E se da fuori la Svezia sembra una terra promessa, un luogo perfetto, una meta d’arrivo (sono infatti in aumento i rifugiati extracomunitari che giungono in Svezia cercando una vita migliore), Nhela Ali, siriana, insegnante per i rifugiati, dopo aver incontrato le famiglie degli emigrati con il compito di assistere i nuovi arrivati ed aiutarli a conoscere le prime nozioni della lingua e il sistema di valori della nazione che li ospita, non è proprio contenta di come si vive nella società svedese. “Manca il contatto con la popolazione locale che preferisce mantenere le distanze, non per razzismo, ma per il diffuso individualismo. Di fronte ai casi di suicidio ci si chiede come si possa essere infelici in mezzo a tanta abbondanza. Gli aiuti vengono attraverso i canali istituzionali, senza che si possa trovare conforto in un altro essere umano. Alcuni gruppi di giovani organizzano campeggi nei boschi per fare esperienze alternative di vita in comune, prendersi cura gli uni degli altri, relazionarsi e stare in contatto fisico tra persone e con la natura, all’aria aperta”.

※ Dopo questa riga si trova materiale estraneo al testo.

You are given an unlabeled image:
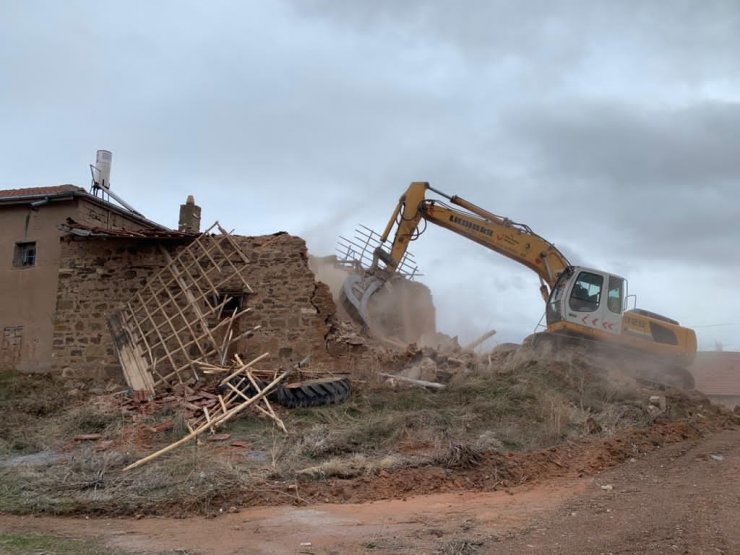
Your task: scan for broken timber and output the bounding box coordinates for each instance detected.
[123,356,302,471]
[110,222,255,396]
[463,329,497,352]
[379,372,446,390]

Il dottor Erik Erichsen, chirurgo, ha lasciato la Svezia dopo trent’anni di carriera per trasferirsi in una remota regione dell’Etiopia e lavorare in un ospedale dotato di pochi mezzi. “Nella totale mancanza di risorse, opera un uomo trapassato da una lancia e altri traumatizzati usando strumenti semplici di facile reperibilità, ma senza l’oppressione della burocrazia e dice: «qui nessuno è mai solo: se stai male la gente non sta lontano, ma viene a trovarti, se stai morendo viene a tenerti compagnia e, dopo che sei morto, ti piangono».

Bauman, infine, riflette sulle contraddizioni di un sistema ad alta protezione sociale e afferma nel documentario: “la felicità non viene da una vita senza problemi, ma dal superamento delle difficoltà. L’indipendenza non è la felicità; alla fine porta ad una completa, assoluta, inimmaginabile noia“.

Il docu-film è stato recensito come opera “con grande ritmo e che non perdere pubblico durante la sua durata… Gandini mostra il lato oscuro del progresso, della ricchezza e dell’indipendenza”, attraverso un montaggio “stilizzato” e la musica “ironica sbarazzina”.

Una versione ridotta del documentario è stata trasmessa da Rai3 il 27 luglio 2016.